Pierre – Joseph Charrin
Chansonnier et fabuliste XVIIIº – L’enfant, le cheval et le taureau
Un Enfant plein de bardasse,
Fier de monter un cheval vigoureux,
Le dirigeait avec adresse,
Ralentissait son pas, en doublait la vitesse.
A ses vouloirs capricieux
Le coursier se pliait sans cesse ;
A le voir piaffer, à l’entendre hennir,
On devinait qu’il aimait obéir
A son guide, dont la jeunesse,
Les membres délicats eussent dit la faiblesse ;
Si, n’étant pas d’humeur à se laisser dompter,
Par une main qu’il sait être débile,
Le cheval eût voulu contre l’enfant lutter.

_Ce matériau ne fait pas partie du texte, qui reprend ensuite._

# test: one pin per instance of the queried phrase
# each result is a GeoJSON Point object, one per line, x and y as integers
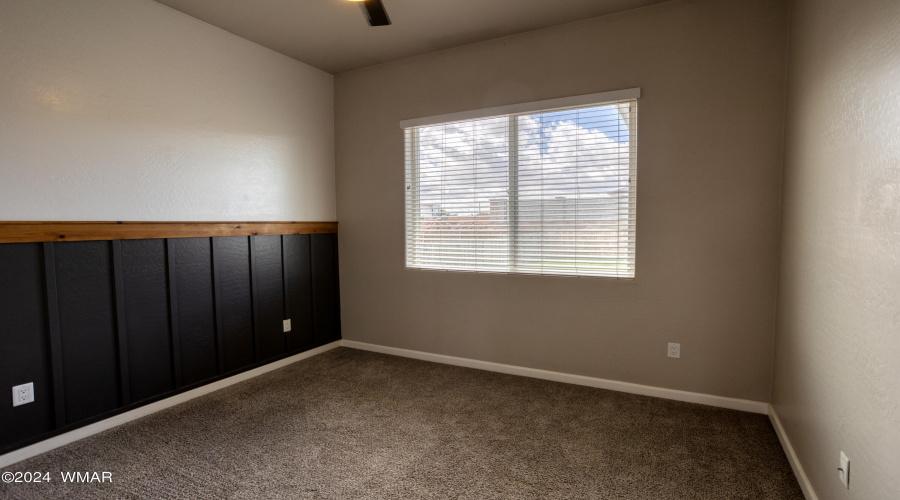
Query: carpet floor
{"type": "Point", "coordinates": [352, 424]}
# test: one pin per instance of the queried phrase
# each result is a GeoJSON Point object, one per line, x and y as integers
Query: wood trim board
{"type": "Point", "coordinates": [41, 231]}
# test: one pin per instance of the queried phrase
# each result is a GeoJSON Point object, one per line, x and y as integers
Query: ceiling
{"type": "Point", "coordinates": [332, 35]}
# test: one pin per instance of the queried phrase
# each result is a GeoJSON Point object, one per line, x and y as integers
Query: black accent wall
{"type": "Point", "coordinates": [102, 327]}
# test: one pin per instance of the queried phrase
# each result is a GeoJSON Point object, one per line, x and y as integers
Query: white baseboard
{"type": "Point", "coordinates": [613, 385]}
{"type": "Point", "coordinates": [805, 485]}
{"type": "Point", "coordinates": [97, 427]}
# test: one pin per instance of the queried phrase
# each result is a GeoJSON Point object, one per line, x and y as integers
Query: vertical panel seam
{"type": "Point", "coordinates": [59, 399]}
{"type": "Point", "coordinates": [217, 307]}
{"type": "Point", "coordinates": [285, 301]}
{"type": "Point", "coordinates": [254, 299]}
{"type": "Point", "coordinates": [121, 327]}
{"type": "Point", "coordinates": [173, 312]}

Étonné qu’à ce point, on pût être docile
Et d’un petit garçon subir la volonté,
Un Taureau s’écria : » Connais ta dignité,
» 0, toi ! noble animal ! toi, qui de la mitraille
» Redoutes peu l’atteinte au fort d’une bataille :
» Fidèle et courageux compagnon des guerriers,
» Toi qui devrais avoir ta part de leurs lauriers !

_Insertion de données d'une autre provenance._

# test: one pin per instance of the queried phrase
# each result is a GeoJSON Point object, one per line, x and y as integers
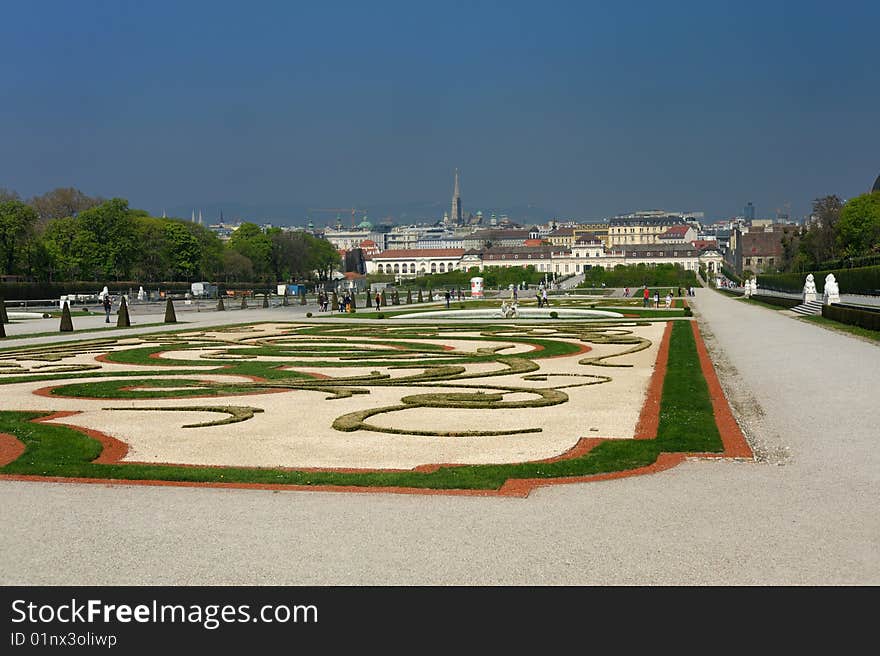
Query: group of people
{"type": "Point", "coordinates": [542, 298]}
{"type": "Point", "coordinates": [647, 297]}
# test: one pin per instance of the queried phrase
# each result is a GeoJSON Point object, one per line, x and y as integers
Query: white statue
{"type": "Point", "coordinates": [832, 291]}
{"type": "Point", "coordinates": [809, 288]}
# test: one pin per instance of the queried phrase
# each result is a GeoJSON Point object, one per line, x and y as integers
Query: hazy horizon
{"type": "Point", "coordinates": [577, 109]}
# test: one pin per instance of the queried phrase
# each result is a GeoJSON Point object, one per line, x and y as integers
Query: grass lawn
{"type": "Point", "coordinates": [873, 335]}
{"type": "Point", "coordinates": [687, 424]}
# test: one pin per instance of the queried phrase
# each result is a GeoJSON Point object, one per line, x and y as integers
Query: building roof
{"type": "Point", "coordinates": [704, 243]}
{"type": "Point", "coordinates": [656, 250]}
{"type": "Point", "coordinates": [647, 221]}
{"type": "Point", "coordinates": [499, 233]}
{"type": "Point", "coordinates": [674, 232]}
{"type": "Point", "coordinates": [415, 253]}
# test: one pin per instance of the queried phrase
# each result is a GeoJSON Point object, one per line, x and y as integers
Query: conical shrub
{"type": "Point", "coordinates": [66, 320]}
{"type": "Point", "coordinates": [123, 320]}
{"type": "Point", "coordinates": [170, 316]}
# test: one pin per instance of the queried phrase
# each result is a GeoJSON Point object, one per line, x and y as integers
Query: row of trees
{"type": "Point", "coordinates": [65, 235]}
{"type": "Point", "coordinates": [840, 231]}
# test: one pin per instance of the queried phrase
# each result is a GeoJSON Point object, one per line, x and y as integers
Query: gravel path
{"type": "Point", "coordinates": [805, 512]}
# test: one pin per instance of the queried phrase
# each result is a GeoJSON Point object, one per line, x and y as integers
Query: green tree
{"type": "Point", "coordinates": [237, 267]}
{"type": "Point", "coordinates": [820, 241]}
{"type": "Point", "coordinates": [151, 262]}
{"type": "Point", "coordinates": [111, 228]}
{"type": "Point", "coordinates": [250, 241]}
{"type": "Point", "coordinates": [62, 202]}
{"type": "Point", "coordinates": [183, 251]}
{"type": "Point", "coordinates": [858, 230]}
{"type": "Point", "coordinates": [16, 228]}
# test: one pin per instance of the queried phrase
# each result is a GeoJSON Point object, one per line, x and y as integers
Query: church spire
{"type": "Point", "coordinates": [456, 202]}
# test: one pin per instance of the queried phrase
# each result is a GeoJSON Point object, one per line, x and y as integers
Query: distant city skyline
{"type": "Point", "coordinates": [578, 109]}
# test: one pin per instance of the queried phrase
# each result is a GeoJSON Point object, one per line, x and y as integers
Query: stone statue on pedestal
{"type": "Point", "coordinates": [832, 291]}
{"type": "Point", "coordinates": [809, 288]}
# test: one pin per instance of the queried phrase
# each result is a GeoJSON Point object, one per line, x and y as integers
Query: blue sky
{"type": "Point", "coordinates": [587, 109]}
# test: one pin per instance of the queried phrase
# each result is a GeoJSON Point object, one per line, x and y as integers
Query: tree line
{"type": "Point", "coordinates": [65, 235]}
{"type": "Point", "coordinates": [840, 231]}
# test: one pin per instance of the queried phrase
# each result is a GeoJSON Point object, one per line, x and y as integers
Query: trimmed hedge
{"type": "Point", "coordinates": [779, 301]}
{"type": "Point", "coordinates": [863, 280]}
{"type": "Point", "coordinates": [852, 316]}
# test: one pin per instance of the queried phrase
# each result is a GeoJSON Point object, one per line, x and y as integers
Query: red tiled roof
{"type": "Point", "coordinates": [415, 253]}
{"type": "Point", "coordinates": [674, 232]}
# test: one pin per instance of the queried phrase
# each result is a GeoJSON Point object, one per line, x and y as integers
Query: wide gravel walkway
{"type": "Point", "coordinates": [804, 513]}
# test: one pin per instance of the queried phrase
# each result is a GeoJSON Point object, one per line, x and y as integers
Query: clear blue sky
{"type": "Point", "coordinates": [587, 108]}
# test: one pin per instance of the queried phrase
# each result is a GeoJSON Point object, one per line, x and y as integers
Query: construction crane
{"type": "Point", "coordinates": [353, 210]}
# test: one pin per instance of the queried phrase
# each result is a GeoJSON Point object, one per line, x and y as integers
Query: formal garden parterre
{"type": "Point", "coordinates": [481, 407]}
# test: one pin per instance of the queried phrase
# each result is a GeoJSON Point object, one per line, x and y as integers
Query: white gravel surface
{"type": "Point", "coordinates": [804, 513]}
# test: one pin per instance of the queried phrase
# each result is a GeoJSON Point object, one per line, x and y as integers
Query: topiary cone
{"type": "Point", "coordinates": [170, 316]}
{"type": "Point", "coordinates": [66, 320]}
{"type": "Point", "coordinates": [123, 321]}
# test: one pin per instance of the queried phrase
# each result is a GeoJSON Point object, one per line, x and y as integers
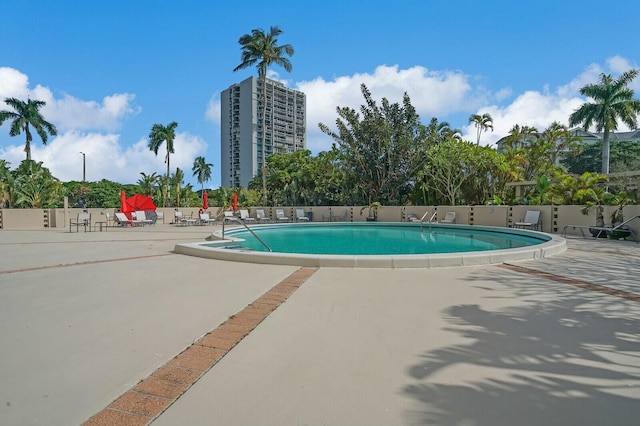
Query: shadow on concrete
{"type": "Point", "coordinates": [565, 356]}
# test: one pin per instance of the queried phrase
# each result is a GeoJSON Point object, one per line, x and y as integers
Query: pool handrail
{"type": "Point", "coordinates": [241, 222]}
{"type": "Point", "coordinates": [430, 219]}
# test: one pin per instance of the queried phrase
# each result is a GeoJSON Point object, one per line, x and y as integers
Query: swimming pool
{"type": "Point", "coordinates": [388, 245]}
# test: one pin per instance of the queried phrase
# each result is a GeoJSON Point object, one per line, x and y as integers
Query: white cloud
{"type": "Point", "coordinates": [68, 112]}
{"type": "Point", "coordinates": [72, 113]}
{"type": "Point", "coordinates": [432, 93]}
{"type": "Point", "coordinates": [13, 83]}
{"type": "Point", "coordinates": [532, 108]}
{"type": "Point", "coordinates": [541, 108]}
{"type": "Point", "coordinates": [106, 157]}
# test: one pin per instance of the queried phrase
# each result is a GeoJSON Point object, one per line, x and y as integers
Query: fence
{"type": "Point", "coordinates": [554, 218]}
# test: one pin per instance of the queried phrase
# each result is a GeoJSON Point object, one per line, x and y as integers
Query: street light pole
{"type": "Point", "coordinates": [84, 167]}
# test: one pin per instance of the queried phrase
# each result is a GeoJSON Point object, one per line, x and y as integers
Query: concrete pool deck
{"type": "Point", "coordinates": [86, 318]}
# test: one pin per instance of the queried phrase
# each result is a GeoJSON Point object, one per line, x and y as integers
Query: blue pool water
{"type": "Point", "coordinates": [381, 239]}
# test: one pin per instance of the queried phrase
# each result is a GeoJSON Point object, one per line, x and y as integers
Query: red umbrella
{"type": "Point", "coordinates": [124, 206]}
{"type": "Point", "coordinates": [205, 200]}
{"type": "Point", "coordinates": [141, 202]}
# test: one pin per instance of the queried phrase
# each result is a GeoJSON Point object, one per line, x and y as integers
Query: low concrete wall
{"type": "Point", "coordinates": [554, 218]}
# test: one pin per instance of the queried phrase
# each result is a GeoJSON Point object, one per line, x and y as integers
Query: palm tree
{"type": "Point", "coordinates": [177, 180]}
{"type": "Point", "coordinates": [202, 170]}
{"type": "Point", "coordinates": [482, 123]}
{"type": "Point", "coordinates": [262, 49]}
{"type": "Point", "coordinates": [25, 114]}
{"type": "Point", "coordinates": [612, 100]}
{"type": "Point", "coordinates": [159, 134]}
{"type": "Point", "coordinates": [148, 183]}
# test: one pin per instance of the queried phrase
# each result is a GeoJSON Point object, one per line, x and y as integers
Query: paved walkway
{"type": "Point", "coordinates": [91, 323]}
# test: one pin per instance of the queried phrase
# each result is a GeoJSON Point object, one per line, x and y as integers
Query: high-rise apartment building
{"type": "Point", "coordinates": [241, 127]}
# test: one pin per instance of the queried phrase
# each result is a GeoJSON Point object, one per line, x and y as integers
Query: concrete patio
{"type": "Point", "coordinates": [85, 317]}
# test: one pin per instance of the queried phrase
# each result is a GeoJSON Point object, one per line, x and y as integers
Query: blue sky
{"type": "Point", "coordinates": [109, 70]}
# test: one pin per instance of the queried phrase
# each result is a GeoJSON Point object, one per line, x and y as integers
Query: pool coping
{"type": "Point", "coordinates": [217, 250]}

» En m’écoulant, tu sentiras peut-être
» L’odieux de subir le frêle joug du maître,
» Qu’aujourd’hui le Destin se plaît à te donner.
» Je n’affronterais pas, moi, cet excès de honte.
» Pour te le faire pardonner :
» Foule à les pieds l’Embryon qui te monte. »
» — Tout doux ! maître Taureau ; trêve de tes conseils,
» Réserve-les à tes pareils.
» A quoi bon tant de fiel, de superbe colère ?
» Jamais je ne ferai ce qu’on te verrait faire
» Si quiconque tentait de t’imposer sa loi.
» Je sens ma dignité plus dignement que toi,
» Tout cœur bien né m’en loura, je l’espère ;
Réplique le cheval. » Le grand honneur pour moi
» De jeter un enfant par terre ! »
Maître ou subordonné, Duc et Pair, pauvre hère,
On doit protection à plus faible que soi.